At any rate, I am leaving soon, but I extended my stay to help USAID with a big international fruit conference. I had the duties of PowerPoint clicker, name tag designer/cutter and, most importantly I think, composing the conference summary document to be sent out to all attendees. Over the past six months, I have been fortunate to experience the "big aid" side of development, and attending one of these conferences was the icing on the cake, or the cherry on top, if we're trying to go with a more appropriate analogy.
Basically, the setup was a two-day gathering of about 150-200 big shots in the industry, from large-scale seedling producers, to the governor of Nampula, to the director of the Port of Nacala. The head of USAID Mozambique opened the conference, and several of my former bosses at TechnoServe came up from Maputo. TechnoServe is one of the primary facilitators,
along with USAID, in this big fruit industry push. It was one fantastic reunion for me.
The first day was spent at the conference complex. There were presentations and panel discussions. My first impression was just how bad some of the presentations were (though some were great). We're talking excessive text, redundant information, and no illustrative graphics. I had to actually show one presenter how to move to the next slide - he had clearly had his presentation prepared for him. The second thing that really struck me was the overall grandeur of the entire process. Between the coffee breaks, gut-busting buffet lunch, little pastries, and desserts, by the time we got to the cocktail party at the end of the first day I was too full to put down any more than a couple of these amazing appetizers they were relentlessly walking around with. One of the Mozambican USAID workers with who Andrew and I work asked, "You guys don't tip the bartender?" Our response was something along the lines of "We already did, and paid your salary. It's called US tax dollars." However, thinking more critically about it, I think it would be hard to do it any other way - you probably need to have things done up nice when you're flying in the chefies and trying to launch an industry.
The biggest takeaway for me was that there seemed to be a lot of fluff thrown around, lots of general comments without substance. I took some choice quotes, such as "To produce and to be competitive, we have to be efficient," and I found myself often wondering if people would just fly back to Maputo and forget about all this.

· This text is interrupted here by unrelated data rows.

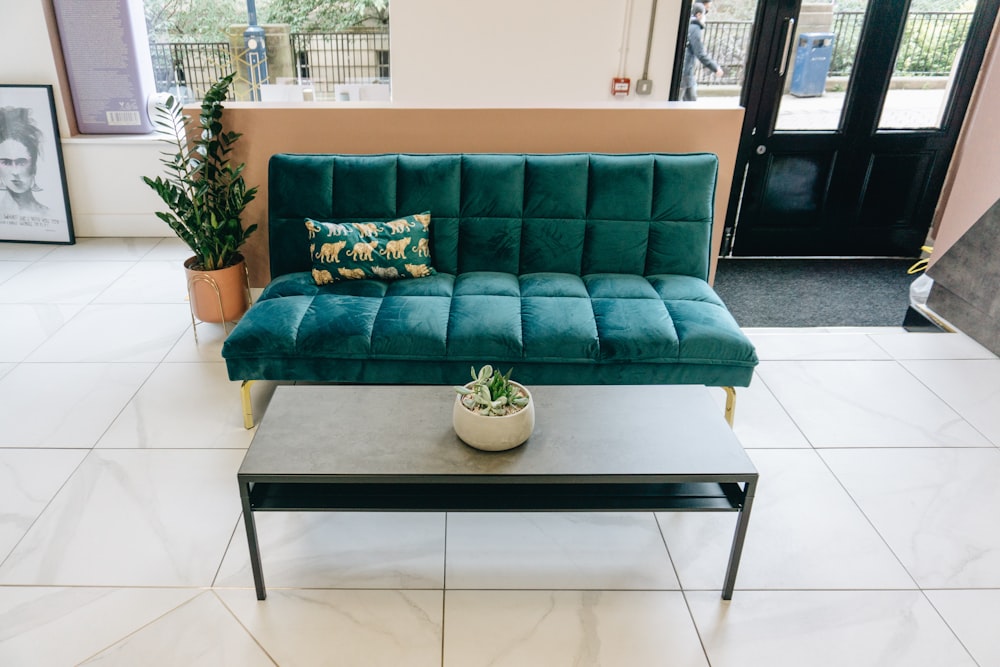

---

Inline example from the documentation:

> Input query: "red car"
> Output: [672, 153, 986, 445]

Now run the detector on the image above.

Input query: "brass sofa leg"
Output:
[240, 380, 256, 430]
[723, 387, 736, 428]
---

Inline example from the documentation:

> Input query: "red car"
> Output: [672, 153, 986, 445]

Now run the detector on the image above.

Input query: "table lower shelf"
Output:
[249, 482, 746, 512]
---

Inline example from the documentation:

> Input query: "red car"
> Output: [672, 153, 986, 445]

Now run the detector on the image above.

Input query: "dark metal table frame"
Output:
[237, 387, 758, 600]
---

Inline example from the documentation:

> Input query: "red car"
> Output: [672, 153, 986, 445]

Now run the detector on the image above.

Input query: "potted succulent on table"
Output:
[452, 364, 535, 451]
[142, 74, 257, 323]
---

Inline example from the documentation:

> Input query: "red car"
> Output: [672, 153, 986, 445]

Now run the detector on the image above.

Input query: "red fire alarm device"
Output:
[611, 76, 632, 97]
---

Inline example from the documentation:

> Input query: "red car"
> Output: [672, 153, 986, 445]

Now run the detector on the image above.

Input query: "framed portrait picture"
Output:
[0, 84, 75, 244]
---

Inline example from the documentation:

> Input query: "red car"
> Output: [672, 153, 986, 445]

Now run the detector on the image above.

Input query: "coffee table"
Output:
[237, 385, 757, 600]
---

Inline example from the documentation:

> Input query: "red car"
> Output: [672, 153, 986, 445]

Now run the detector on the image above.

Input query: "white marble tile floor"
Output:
[0, 243, 1000, 667]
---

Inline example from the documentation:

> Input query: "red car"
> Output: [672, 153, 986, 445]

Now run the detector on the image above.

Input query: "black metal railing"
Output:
[291, 30, 390, 97]
[149, 42, 233, 103]
[695, 21, 753, 85]
[150, 11, 972, 102]
[695, 11, 972, 85]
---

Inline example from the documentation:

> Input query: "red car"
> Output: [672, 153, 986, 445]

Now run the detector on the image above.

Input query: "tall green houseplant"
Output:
[142, 74, 257, 271]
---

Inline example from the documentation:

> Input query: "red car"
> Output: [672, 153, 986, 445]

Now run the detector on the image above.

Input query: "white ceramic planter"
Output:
[452, 382, 535, 452]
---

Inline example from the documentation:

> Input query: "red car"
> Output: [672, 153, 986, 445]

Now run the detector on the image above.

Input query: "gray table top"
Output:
[239, 385, 756, 482]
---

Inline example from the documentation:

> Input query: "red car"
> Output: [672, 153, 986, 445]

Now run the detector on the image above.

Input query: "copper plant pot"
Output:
[184, 257, 250, 323]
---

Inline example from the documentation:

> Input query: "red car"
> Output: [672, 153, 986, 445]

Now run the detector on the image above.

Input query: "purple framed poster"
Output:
[53, 0, 156, 134]
[0, 84, 74, 243]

Chiquita and its local producer/partner Matanuska were one of the few to actually keep it real. Chiquita buys top grade bananas from Matanuska, which took a lot of risk as the first company in Mozambique to pioneer the fruit export business in northern Mozambique. On day 2 we visited the Port of Nacala (pic 2) and, more interestingly, Matanuska's farm (pic 3). Chiquita and Matanuska explainedthat EU tariff advantages for African countries on fruit (esp. banana) were being phased out over the next six years, so Mozambique didn't have long to become competitive. Chiquita/Matanuska didn't want excuses, and it got a bit heated. When the port director explained that their efficiency shouldn't be compared to India but rather other Mozambican ports, Chiquita, Matanuska, and others said absolutely not, we need to be compared with the world's best. And Chiquita argued with a research institute and the government, let's not wait for this training center that you are two years behind in completion. Bring the trainees to Matanuska's farm. I liked those guys.
In the end, I had to compose the summary document, and most of the outcomes I found are still being threshed out. They don't happen at the conference, but at arranged meetings, through phone calls, and via emails. What conferences like these do well, I think, is bring a lot of people with similar interests together to exchange business cards and get them talking.